Ma, visti i tempi che corrono, l’aderente numero 1 al Comitato lombardo per la moratoria sull’aborto, cioè Roberto Formigoni, non ha voluto perdere nemmeno questa volta l’occasione per attaccare la 194 e il diritto e la libertà delle donne di autodeterminarsi. E così, ha fatto il suo ingresso nella legge l’edificante principio secondo il quale i servizi sociali e sociosanitari lombardi sono finalizzati anche alla tutela della vita sin dal suo concepimento.
È significativo, peraltro, che in tutti questi giorni di battaglia politica la maggioranza si sia mostrata disponibile a trattare delle modifiche, seppure limitate, su quasi tutti gli articoli della legge, tranne su quello del concepimento.

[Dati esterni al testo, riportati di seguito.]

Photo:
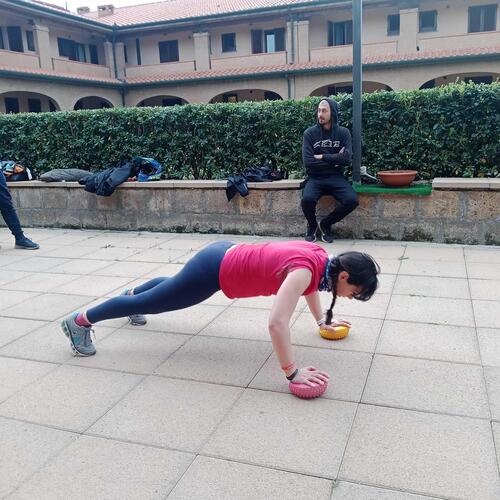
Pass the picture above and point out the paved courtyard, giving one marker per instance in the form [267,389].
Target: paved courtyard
[194,406]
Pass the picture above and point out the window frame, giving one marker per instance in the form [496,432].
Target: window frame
[346,33]
[482,17]
[30,41]
[15,32]
[393,32]
[225,37]
[427,29]
[169,43]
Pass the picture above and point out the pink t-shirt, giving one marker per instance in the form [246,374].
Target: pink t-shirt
[253,270]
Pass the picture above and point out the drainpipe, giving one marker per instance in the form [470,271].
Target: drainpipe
[113,42]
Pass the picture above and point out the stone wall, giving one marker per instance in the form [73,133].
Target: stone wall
[457,211]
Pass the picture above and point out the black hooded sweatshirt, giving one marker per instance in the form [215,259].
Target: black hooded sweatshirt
[318,141]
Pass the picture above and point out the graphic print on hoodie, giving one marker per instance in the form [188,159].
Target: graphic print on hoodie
[318,141]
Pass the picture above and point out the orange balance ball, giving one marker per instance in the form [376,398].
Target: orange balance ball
[339,332]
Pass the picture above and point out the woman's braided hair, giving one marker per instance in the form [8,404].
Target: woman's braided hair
[362,270]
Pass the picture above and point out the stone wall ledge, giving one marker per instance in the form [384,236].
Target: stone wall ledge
[169,184]
[466,184]
[440,183]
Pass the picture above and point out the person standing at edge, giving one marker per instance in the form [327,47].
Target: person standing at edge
[11,219]
[326,149]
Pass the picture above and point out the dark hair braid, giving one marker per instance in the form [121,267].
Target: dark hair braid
[362,270]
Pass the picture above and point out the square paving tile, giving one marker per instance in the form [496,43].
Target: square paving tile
[13,328]
[285,433]
[212,479]
[483,270]
[422,452]
[347,371]
[92,286]
[420,340]
[352,491]
[431,310]
[489,345]
[48,307]
[110,469]
[217,360]
[487,313]
[9,298]
[430,286]
[126,269]
[376,307]
[177,414]
[188,321]
[132,351]
[435,253]
[419,384]
[266,303]
[48,343]
[492,376]
[26,448]
[362,336]
[485,289]
[162,256]
[42,282]
[69,397]
[36,264]
[443,269]
[10,277]
[80,266]
[18,373]
[241,323]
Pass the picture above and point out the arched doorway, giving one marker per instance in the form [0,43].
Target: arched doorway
[486,78]
[27,102]
[346,87]
[246,95]
[162,100]
[92,102]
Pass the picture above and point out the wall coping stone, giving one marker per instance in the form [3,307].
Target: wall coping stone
[459,183]
[177,184]
[445,183]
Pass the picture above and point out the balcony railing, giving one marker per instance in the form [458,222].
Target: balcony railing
[465,41]
[158,69]
[19,59]
[79,68]
[345,51]
[249,61]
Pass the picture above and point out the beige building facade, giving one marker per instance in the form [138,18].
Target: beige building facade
[195,51]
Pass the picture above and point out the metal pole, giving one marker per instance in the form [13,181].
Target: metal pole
[357,79]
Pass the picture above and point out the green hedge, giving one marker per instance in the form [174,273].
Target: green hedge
[446,131]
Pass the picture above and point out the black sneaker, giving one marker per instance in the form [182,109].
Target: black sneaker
[326,233]
[26,244]
[311,233]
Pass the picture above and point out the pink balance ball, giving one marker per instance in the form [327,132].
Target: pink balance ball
[305,391]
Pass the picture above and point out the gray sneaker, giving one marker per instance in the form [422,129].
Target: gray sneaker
[136,319]
[79,336]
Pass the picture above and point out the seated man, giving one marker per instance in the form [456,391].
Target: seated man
[10,216]
[326,149]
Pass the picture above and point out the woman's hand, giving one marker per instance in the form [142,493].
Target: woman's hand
[337,322]
[310,376]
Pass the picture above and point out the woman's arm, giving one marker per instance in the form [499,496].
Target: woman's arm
[279,326]
[314,305]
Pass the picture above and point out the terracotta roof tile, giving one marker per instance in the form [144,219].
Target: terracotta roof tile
[337,63]
[171,10]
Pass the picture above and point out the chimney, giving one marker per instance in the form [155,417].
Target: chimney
[105,10]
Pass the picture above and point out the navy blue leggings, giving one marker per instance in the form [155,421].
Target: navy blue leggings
[197,280]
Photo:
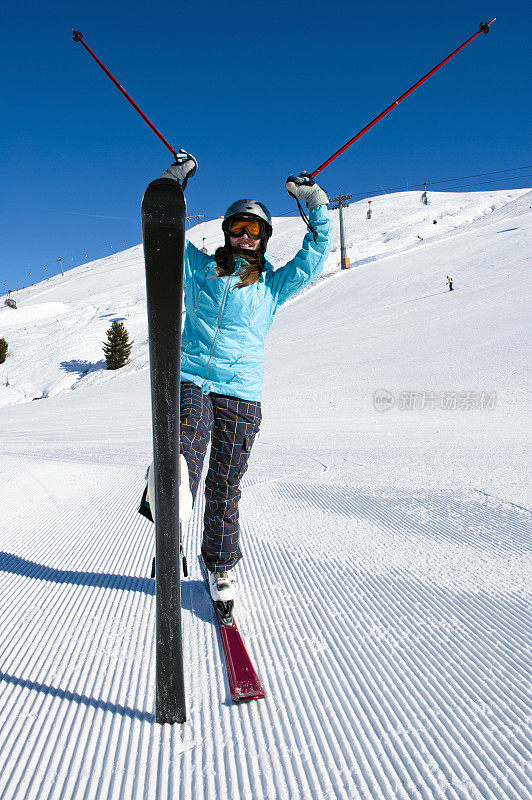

Certo, si tratta soprattutto di propaganda e ideologia, ma sarebbe sbagliato pensare che questa ennesima porcata formigoniana non possa avere anche qualche conseguenza concreta. Essa legittima, infatti, tutte quelle azioni e pressioni da parte di soggetti, anzitutto privati, tese ad imporre alle donne la loro visione del mondo. E che tutto questo venga permesso, se non incentivato, in un servizio pubblico rivolto alle persone più deboli è di uno squallore umano e politico davvero sconcertante.